Deste modo, uma vez que a prisão preventiva é uma exceção e não a regra, a defesa pleiteou a revogação fundamentadamente na lei e o seu pedido após profundo analise foi acatado, isto porque a prisão preventiva não pode permanecer sem os devidos requisitos legais. Nos termos do artigo 312 do Código de Processo Penal, a prisão preventiva só será admitida nos crimes dolosos punidos com pena privativa de liberdade superior a 04 (quatro) anos.
Deve ser esclarecido, ainda, que o fato apurado em tela tratasse de crime culposo, ademais, a prisão preventiva mesmo no caso de crimes dolosos não pode ser mantida indefinitivamente, devendo ser cumprido os requisitos do artigo 312 do Código de Processo Penal.

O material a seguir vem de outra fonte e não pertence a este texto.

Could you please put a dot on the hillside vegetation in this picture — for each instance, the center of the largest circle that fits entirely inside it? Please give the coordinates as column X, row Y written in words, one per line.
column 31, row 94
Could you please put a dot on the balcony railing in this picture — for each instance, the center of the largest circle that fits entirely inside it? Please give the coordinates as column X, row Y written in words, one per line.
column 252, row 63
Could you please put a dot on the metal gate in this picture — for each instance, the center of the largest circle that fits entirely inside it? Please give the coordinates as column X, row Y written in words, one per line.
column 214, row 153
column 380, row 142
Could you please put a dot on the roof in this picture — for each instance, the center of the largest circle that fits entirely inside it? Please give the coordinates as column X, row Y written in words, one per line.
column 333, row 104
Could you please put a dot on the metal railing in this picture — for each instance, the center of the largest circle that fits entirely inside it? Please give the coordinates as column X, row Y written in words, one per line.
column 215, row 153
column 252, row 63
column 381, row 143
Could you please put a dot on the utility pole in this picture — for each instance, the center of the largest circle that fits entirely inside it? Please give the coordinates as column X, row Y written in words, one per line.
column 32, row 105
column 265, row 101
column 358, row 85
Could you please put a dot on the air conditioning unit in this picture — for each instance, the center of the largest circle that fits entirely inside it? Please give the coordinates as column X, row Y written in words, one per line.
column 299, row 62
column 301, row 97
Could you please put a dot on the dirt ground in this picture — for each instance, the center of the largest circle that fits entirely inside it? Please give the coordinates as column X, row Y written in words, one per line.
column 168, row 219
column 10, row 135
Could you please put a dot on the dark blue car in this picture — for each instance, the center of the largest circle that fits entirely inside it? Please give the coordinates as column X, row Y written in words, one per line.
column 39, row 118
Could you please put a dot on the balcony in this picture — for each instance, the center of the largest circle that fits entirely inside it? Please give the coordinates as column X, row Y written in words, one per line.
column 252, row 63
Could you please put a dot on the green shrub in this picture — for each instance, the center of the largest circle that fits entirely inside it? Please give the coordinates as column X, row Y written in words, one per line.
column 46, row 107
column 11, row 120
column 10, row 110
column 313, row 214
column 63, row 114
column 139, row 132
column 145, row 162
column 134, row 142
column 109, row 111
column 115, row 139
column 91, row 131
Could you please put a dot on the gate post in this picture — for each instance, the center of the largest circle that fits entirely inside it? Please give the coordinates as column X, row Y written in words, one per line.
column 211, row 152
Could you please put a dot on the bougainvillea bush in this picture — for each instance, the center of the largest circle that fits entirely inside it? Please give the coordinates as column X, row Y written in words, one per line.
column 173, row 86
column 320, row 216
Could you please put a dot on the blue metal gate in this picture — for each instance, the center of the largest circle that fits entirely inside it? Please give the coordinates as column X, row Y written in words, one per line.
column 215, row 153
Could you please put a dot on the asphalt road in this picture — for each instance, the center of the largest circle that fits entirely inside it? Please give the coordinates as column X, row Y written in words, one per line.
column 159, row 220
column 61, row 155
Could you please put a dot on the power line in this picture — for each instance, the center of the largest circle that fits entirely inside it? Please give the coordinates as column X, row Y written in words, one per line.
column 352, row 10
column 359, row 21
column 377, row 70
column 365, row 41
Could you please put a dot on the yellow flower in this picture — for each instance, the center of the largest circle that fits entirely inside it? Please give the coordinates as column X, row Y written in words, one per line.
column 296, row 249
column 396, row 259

Esclarece ainda, que os princípios constitucionais também devem ser respeitados, para todos os cidadãos, destarte ressalta o princípio da presunção de inocência, conforme preceitua o artigo 5º, inciso LVII da Carta Magna, segundo o qual “ninguém será considerado culpado até o trânsito em julgado de sentença penal condenatória”.
Ressalta, ainda, que o processo tramita em segredo de justiça, deste modo a defesa técnica do acusado, que sempre trabalhou de forma ética, respeitando a nossa instituição, Ordem dos Advogados do Brasil, não pode divulgar maiores detalhes sobre o processo em tela.